─¿Dónde estás? ¡Te has ido! Me has dejado a mí, a la casa, la ropa, los libros y el perro.
La ciudad dormía. Cruzó calles con semáforos en rojo y la buscó con ojos ansiosos por las veredas interminables.
Le dolían los pies, y el frío de la noche le mordía la piel. El pelo revuelto le pegaba en la cara y se mezclaba con la barba descuidada. Apenas sostenía los pantalones con un tirador que enroscaba en la cintura y ataba formando un lazo que lo partía en dos. Tenía la camisa desabrochada y los puños remangados hasta el codo.

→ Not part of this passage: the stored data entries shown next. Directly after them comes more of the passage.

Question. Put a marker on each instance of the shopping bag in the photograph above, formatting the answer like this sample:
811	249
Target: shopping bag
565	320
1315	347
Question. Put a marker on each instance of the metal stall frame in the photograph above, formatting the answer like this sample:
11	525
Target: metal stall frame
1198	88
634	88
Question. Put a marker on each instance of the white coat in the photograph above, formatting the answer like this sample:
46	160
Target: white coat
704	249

Caminaba. Las calles se hacían más estrechas y apenas se iluminaban con una triste luz amarilla. Las pocas construcciones que bordeaban las veredas parecían abandonadas. A lo lejos la vio recostada en el umbral de la puerta del último edificio. Estaba arrollada, como queriendo evitar la inclemencia nocturna. Tenía las manos metidas en los bolsillos del saco rojo; el sombrero beige de ala ancha le tapaba el rostro y el pelo negro le caía sobre los hombros.
─¡Es ella!
Corrió y corrió pero sólo escuchó el golpeteo inconfundible de sus tacos al subir la escalera de mármol que se abría como abanico en medio del hall.

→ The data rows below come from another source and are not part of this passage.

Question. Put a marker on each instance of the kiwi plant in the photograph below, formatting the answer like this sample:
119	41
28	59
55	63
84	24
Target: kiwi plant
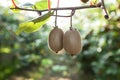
56	39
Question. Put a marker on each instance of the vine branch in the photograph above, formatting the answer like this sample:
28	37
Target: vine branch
99	5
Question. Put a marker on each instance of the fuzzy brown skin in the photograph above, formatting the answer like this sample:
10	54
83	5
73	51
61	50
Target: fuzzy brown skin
56	39
72	42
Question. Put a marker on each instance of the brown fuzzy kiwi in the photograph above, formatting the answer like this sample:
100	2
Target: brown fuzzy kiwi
84	1
72	42
56	39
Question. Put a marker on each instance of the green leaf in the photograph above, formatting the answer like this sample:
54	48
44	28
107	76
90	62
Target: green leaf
35	24
42	4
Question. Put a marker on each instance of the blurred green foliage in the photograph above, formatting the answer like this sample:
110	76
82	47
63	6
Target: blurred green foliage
28	55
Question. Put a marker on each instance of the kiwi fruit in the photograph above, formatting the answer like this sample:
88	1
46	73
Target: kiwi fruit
84	1
56	39
72	42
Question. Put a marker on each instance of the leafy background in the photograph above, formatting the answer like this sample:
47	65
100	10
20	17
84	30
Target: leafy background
27	56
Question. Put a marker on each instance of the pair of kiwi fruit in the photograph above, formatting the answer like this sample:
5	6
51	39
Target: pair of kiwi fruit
84	1
70	41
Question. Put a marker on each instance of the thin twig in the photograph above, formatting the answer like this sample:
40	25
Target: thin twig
104	10
63	8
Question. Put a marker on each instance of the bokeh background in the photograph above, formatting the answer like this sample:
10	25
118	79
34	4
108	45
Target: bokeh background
28	57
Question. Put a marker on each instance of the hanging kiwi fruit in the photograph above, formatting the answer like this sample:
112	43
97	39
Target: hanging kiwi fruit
84	1
55	40
72	41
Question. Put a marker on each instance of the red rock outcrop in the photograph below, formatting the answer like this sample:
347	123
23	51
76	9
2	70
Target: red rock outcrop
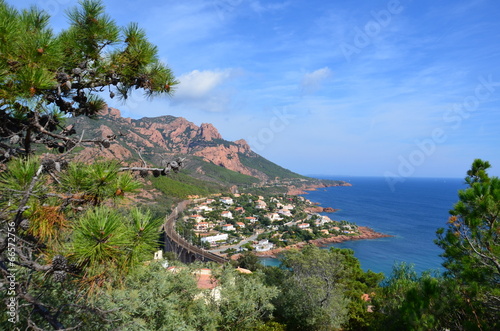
208	132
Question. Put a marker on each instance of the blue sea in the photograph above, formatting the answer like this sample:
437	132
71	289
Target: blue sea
411	213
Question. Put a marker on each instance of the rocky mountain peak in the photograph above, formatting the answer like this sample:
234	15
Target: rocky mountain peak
208	132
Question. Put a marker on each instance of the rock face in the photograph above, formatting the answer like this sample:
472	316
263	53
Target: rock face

─¡Soy yo! ¿No me escuchas?
Sus palabras retumbaron. Ahora sentía su perfume.
Subió las escaleras; se detuvo agitado, cansado.
En la pared, se reflejaba una ventana por la que entraba la luz de la luna llena y, en el descanso, una jarra descascarada servía de recipiente a las gotas que caían del techo. Con precisión de atleta, un gato negro saltó la baranda de madera.

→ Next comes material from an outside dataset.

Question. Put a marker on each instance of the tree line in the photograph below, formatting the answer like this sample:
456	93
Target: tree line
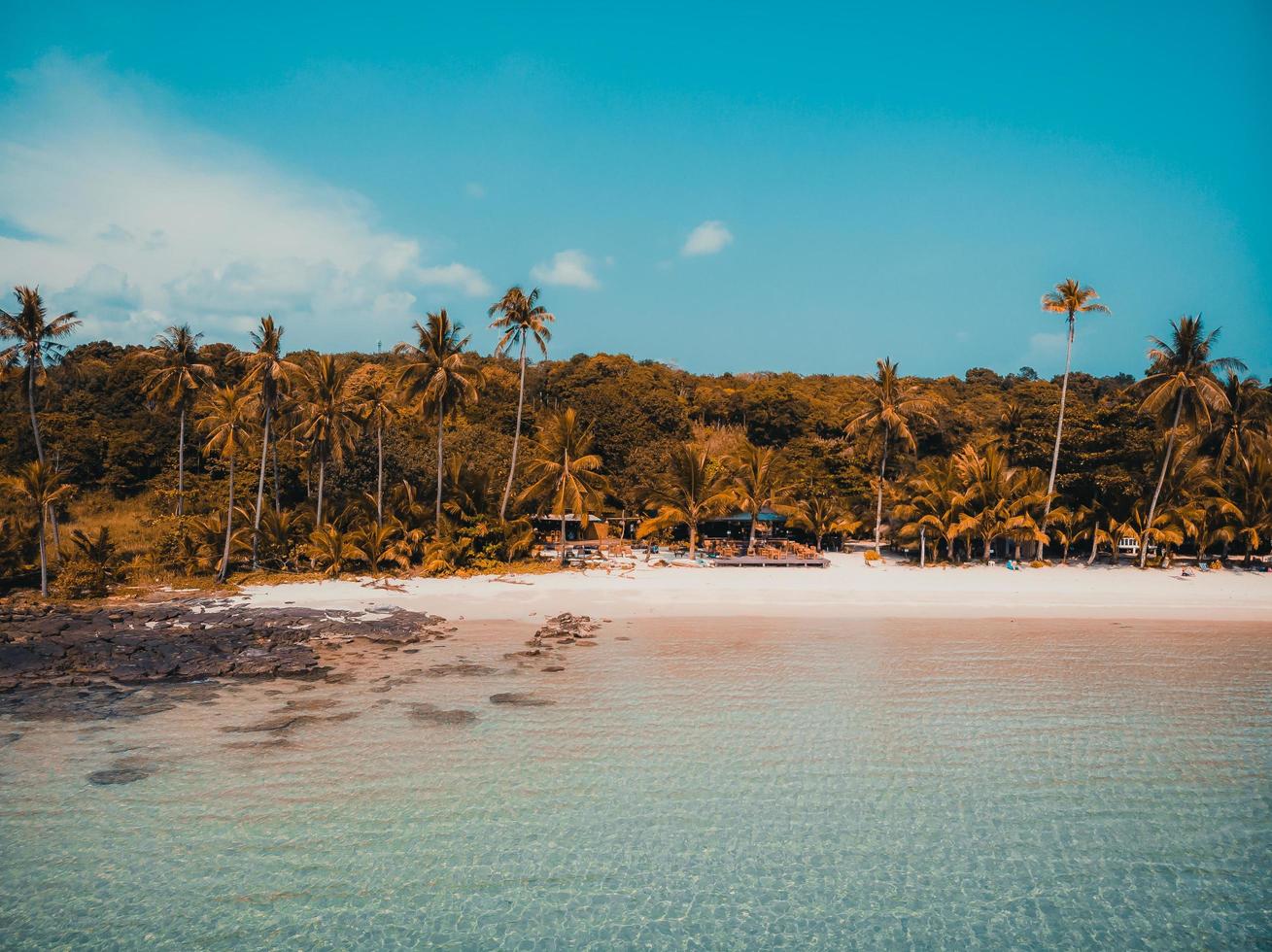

Sintió el pestillo de la puerta, los pasos apurados y el crujir de las ventanas que se abrían. Un frío gélido llegó hasta donde estaba. Ya en el rellano, cayó sin fuerza. Vio una sombra, estiró el brazo y palpó en la penumbra el sombrero beige de ala ancha; a su lado, deshilachado, el dobladillo descosido del saco rojo.
Lo único que rompía el silencio de la madrugada era el golpeteo incesante de las gotas en la jarra.